Background: Infections caught in buildings are a major global cause of sickness and mortality. Understanding how infections spread is pivotal to public health yet current knowledge of indoor transmission remains poor.
Aim: To review the roles of natural ventilation and sunlight for controlling infection within healthcare environments.
Methods: Comprehensive literature search was performed, using electronic and library databases to retrieve English language papers combining infection; risk; pathogen; and mention of ventilation; fresh air; and sunlight. Foreign language articles with English translation were included, with no limit imposed on publication date.
Findings: In the past, hospitals were designed with south-facing glazing, cross-ventilation and high ceilings because fresh air and sunlight were thought to reduce infection risk. Historical and recent studies suggest that natural ventilation offers protection from transmission of airborne pathogens. Particle size, dispersal characteristics and transmission risk require more work to justify infection control practices concerning airborne pathogens. Sunlight boosts resistance to infection, with older studies suggesting potential roles for surface decontamination.

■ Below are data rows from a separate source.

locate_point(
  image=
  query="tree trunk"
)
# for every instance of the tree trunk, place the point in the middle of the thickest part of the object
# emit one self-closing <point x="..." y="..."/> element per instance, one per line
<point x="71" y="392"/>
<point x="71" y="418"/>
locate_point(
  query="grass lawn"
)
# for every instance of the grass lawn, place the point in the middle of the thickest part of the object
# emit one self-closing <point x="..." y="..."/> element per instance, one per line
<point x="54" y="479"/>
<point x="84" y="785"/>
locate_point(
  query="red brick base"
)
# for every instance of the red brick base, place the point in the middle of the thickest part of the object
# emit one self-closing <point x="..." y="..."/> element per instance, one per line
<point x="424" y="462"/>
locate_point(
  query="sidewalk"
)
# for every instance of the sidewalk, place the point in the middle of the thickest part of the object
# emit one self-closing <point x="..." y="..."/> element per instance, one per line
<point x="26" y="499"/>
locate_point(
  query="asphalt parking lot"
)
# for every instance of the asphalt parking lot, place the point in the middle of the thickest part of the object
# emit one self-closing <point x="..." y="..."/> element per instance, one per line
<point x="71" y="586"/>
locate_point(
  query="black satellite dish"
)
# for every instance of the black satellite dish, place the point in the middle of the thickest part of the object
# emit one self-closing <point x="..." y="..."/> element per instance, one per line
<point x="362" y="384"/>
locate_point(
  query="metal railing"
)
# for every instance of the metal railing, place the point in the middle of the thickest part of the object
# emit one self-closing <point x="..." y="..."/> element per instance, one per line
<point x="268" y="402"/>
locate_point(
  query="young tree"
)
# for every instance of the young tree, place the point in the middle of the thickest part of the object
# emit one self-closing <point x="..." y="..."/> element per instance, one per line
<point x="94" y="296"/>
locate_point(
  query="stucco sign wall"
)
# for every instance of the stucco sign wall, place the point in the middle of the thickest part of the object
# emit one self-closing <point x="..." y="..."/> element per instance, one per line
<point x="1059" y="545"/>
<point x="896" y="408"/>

Conclusions: Current knowledge of indoor transmission of pathogens is inadequate, partly due to lack of agreed definitions for particle types and mechanisms of spread. There is recent evidence to support historical data on the effects of natural ventilation but virtually none for sunlight. Modern practice of designing healthcare buildings for comfort favours pathogen persistence. As the number of effective antimicrobial agents declines, further work is required to clarify absolute risks from airborne pathogens along with any potential benefits from additional fresh air and sunlight.
Keywords: Airborne pathogens; Airborne transmission; Airborne transmission of infection; Hospital-acquired infection; Sunlight; Ventilation.